CONCERT predicts niche-aware perturbation responses in spatial transcriptomics
Abstract
Spatial perturbation transcriptomics measures how genetic or chemical edits alter gene expression while preserving tissue context. Perturbation outcomes depend on a cell’s intrinsic state and also on how effects propagate across cellular microenvironments. We present CONCERT, a niche-aware generative model that embeds perturbation context and learns spatial kernels with a Gaussian process variational autoencoder to predict perturbation effects across tissue. We formalize three tasks: patch, border, and niche, predicting responses in nearby unperturbed regions, at tissue interfaces, and as a function of surrounding microenvironments. We evaluate CONCERT on Perturb-map lung datasets. CONCERT outperforms state-of-the-art models (dissociated counterfactuals, spatialized perturbation models, and kNN), reducing E-distance by up to 33.77% (patch), 26.05% (border), and 33.74% (niche) versus the next best, with mean absolute error down by up to 23.28% and Pearson correlation up by up to 9.10%. Two case studies go beyond benchmarking.
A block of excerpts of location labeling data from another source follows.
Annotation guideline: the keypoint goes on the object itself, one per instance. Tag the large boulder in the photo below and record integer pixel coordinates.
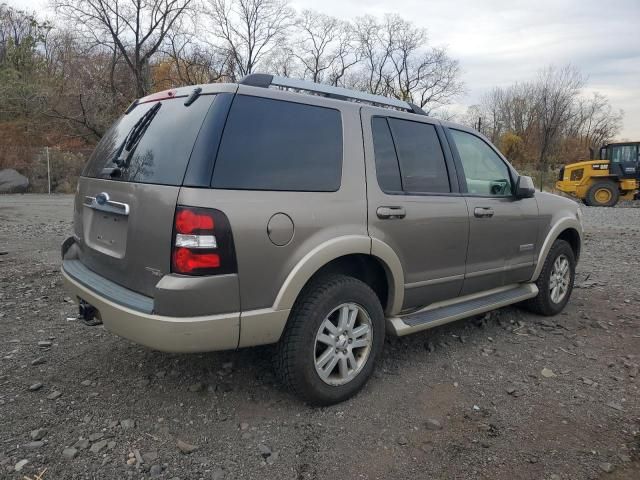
(12, 182)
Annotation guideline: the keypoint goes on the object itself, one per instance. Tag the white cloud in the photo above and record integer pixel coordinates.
(499, 42)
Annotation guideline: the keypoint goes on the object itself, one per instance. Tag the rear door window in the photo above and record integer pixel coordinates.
(277, 145)
(387, 169)
(164, 146)
(420, 156)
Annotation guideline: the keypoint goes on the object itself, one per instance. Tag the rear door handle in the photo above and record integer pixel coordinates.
(390, 212)
(483, 212)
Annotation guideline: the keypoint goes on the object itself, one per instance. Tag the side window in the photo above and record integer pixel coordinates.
(420, 157)
(276, 145)
(387, 170)
(484, 170)
(623, 153)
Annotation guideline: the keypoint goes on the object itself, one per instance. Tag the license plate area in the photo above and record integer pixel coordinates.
(106, 232)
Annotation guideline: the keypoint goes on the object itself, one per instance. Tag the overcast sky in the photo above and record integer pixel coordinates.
(499, 42)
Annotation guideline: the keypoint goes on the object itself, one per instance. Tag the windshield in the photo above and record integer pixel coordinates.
(151, 144)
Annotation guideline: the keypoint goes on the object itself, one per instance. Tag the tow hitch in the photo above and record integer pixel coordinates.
(87, 313)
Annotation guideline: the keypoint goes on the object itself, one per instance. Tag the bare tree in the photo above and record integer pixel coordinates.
(192, 58)
(249, 30)
(595, 121)
(136, 28)
(325, 46)
(398, 62)
(557, 90)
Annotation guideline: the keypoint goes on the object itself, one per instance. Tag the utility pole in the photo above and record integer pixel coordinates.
(48, 171)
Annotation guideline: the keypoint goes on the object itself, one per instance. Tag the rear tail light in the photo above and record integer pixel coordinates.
(202, 242)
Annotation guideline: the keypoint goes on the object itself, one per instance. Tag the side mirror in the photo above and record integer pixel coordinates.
(524, 187)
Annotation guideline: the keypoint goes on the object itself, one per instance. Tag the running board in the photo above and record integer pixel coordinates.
(462, 307)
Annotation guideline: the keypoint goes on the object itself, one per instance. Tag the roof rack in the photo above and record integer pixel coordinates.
(265, 80)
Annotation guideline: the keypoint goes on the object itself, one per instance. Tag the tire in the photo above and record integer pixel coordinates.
(545, 303)
(602, 194)
(300, 349)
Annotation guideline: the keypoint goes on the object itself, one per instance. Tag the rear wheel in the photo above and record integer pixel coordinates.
(555, 282)
(602, 194)
(332, 340)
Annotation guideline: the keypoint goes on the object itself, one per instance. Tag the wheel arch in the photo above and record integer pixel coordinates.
(568, 229)
(368, 259)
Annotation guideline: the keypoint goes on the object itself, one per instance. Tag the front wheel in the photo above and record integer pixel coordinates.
(602, 194)
(555, 282)
(332, 340)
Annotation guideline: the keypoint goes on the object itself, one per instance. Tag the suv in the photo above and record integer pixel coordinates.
(278, 211)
In dextran sodium sulfate-induced colitis, CONCERT reconstructs spatial gene expression at unmeasured time points, produces longitudinal comparisons across unpaired mice, resolves intermouse heterogeneity, and recovers consistent temporal declines of inflammation-associated genes across regions. In ischemic stroke, CONCERT predicts responses under variable lesion sizes and in a 3D formulation across brain sections, capturing lesion-core and peri-lesion patterns. CONCERT performs niche-aware counterfactual prediction, reconstructs missing spatial data, and models perturbation responses across tissues.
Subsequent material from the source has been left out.